McKennah and Kaitlyn Fitzgerald
This week has been a very interesting/ good week. I have had a experience this week that I feel like I need to share, I hope whoever is reading this email will learn from my experience and can help themselves grow more spiritually and improve their testimony of the gospel.
A few days ago my companion Sister Abril and I tracted into a man named Michael. Just a little background about Michael, he doesn't have hardly any religious beliefs. In fact he hates the word believe and faith, he doesn't think that they are real or a reliable source. Michael loves science, and so he is pretty big on having facts. He "Believes that there is not a God, and if there is one he would not love us or care for us. He believes that God sees us as "ants" and that we are insignificant to him. He believes that there is no savior to save us from sins. He thinks that Jesus Christ was just a cool guy that everyone loved." That is just a little background about Michael, so we tracted into him a couple days ago, and we taught him the plan of salvation and he loved it! We invited him to read from the Book Of Mormon and pray about it to see if it is the word of God and that we would talk about his experience the next morning. Well the next morning came around and Michael was ready to meet with us. He told us to come sit down, and he slams down just about every anti-mormon article that he could find. He tried to tell us that we are being brain-washed and that everything that we believed was wrong. He said "God doesn't care about us, God doesn't exist, and he did not send a savior to save us from sin." I was so sad to see how much Satan had blinded him about the truth. I can honestly say I loved this man. God had blessed me with his love for Michael at that very moment. Instead of becoming mad or frustrated with Michael I ended up just bearing my testimony as tears fell from my face with the strongest conviction. I bore testimony that Jesus is the Christ, that he died for us. And that God loved us perfectly and he values us as much as any other of his other creations. We were created in his image, how could he not love us? I am grateful for this experience and for the lesson that I had learned. I testify that God loves us. HE LOVES YOU. I love ya'll, I hope you have a great week!
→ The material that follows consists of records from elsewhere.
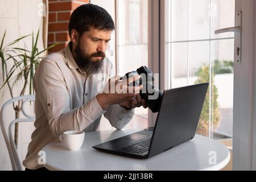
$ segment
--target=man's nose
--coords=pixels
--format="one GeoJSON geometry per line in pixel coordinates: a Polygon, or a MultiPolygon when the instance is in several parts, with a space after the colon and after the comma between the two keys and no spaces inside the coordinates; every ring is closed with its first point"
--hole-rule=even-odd
{"type": "Polygon", "coordinates": [[[105,52],[106,48],[106,44],[104,41],[101,41],[98,47],[97,48],[97,51],[105,52]]]}

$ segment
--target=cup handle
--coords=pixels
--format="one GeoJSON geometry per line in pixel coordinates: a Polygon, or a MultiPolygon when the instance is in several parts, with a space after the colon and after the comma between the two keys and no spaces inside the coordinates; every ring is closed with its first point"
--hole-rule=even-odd
{"type": "Polygon", "coordinates": [[[64,138],[63,138],[63,135],[60,135],[60,137],[59,137],[59,139],[60,140],[60,142],[65,143],[64,142],[64,138]]]}

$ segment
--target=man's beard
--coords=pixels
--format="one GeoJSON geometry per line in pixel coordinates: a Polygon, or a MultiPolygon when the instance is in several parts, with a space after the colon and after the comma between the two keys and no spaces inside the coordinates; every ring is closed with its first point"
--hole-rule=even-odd
{"type": "Polygon", "coordinates": [[[80,42],[74,49],[75,53],[75,61],[79,67],[85,72],[88,75],[97,73],[102,67],[103,60],[106,56],[103,52],[97,52],[88,55],[81,49],[80,42]],[[101,60],[92,60],[93,57],[102,57],[101,60]]]}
(No pictures sent from McKennah this week....here's an older one I never posted of her and Sister Kendall at Bob's baptism)
Momma!
I know a couple weeks ago, I had a hard time with Sister Abril, but We have been together for a whole transfer now, and I have just come to love that girl. I have prayed for the spirit's guidance to help me move forward in our friendship and companionship. It is hard having a comp, but if we choose to love that person and enjoy being around them then that is when we will have a successful missionary. Sister Kendall and I got along no problem! At times I miss having a companion like her but I have decided to search for the good things in that person.
This week has been way interesting. We tracted into this investigator named Michael and he was a lot like Bob, he didn't know where he stood in religion. We taught him the plan of salvation and he loved it! We asked him to search the scriptures and pray, and then we would talk about his experience the next day, he said okay. The next day we went to visit him he had a stack of papers full of ANTI-MORMON. We went there thinking that he tried to read and pray but he had some anti, and he had many questions for us. So, We let him ask questions and we answered them no problem and that really bothered him! So he tried to tell us some of the things he read and said that what we believed wasn't true and that there is no God,and if there was a God, then he would send us all to hell. No Jesus Christ, and that we were not saved from our sins. Man, I was just so upset. Here was this man telling my comp and I these things and I just spoke up with tears in my eyes and said, " I know this church is true. I know that joseph smith did see what he saw, I know that Jesus Christ was my savior and that he did die on the cross for me. If I was the last person to believe these things, I would still stand up for myself. If my life was on the line I would die for my beliefs in this church. " And he was stunned, he knew that I had a strong conviction for this church. I told him that I would be glad to offer the closing prayer and then leave. The sad thing about this story, is that I loved this man. I really did. God has given me a gift to love people, and that is why this was so sad. It broke my heart that he really thought that There was no savior to save us. It broke my heart that he thought if there was a God he wouldn't care for us. There are some people in this world who really do feel this way. Who really do have these thoughts. I am so grateful for my conviction in the gospel. I am grateful to have chosen for MYSELF to believe these things, and then share them with others. I am sorry this is such a long email, but these were my thoughts this week. I love you!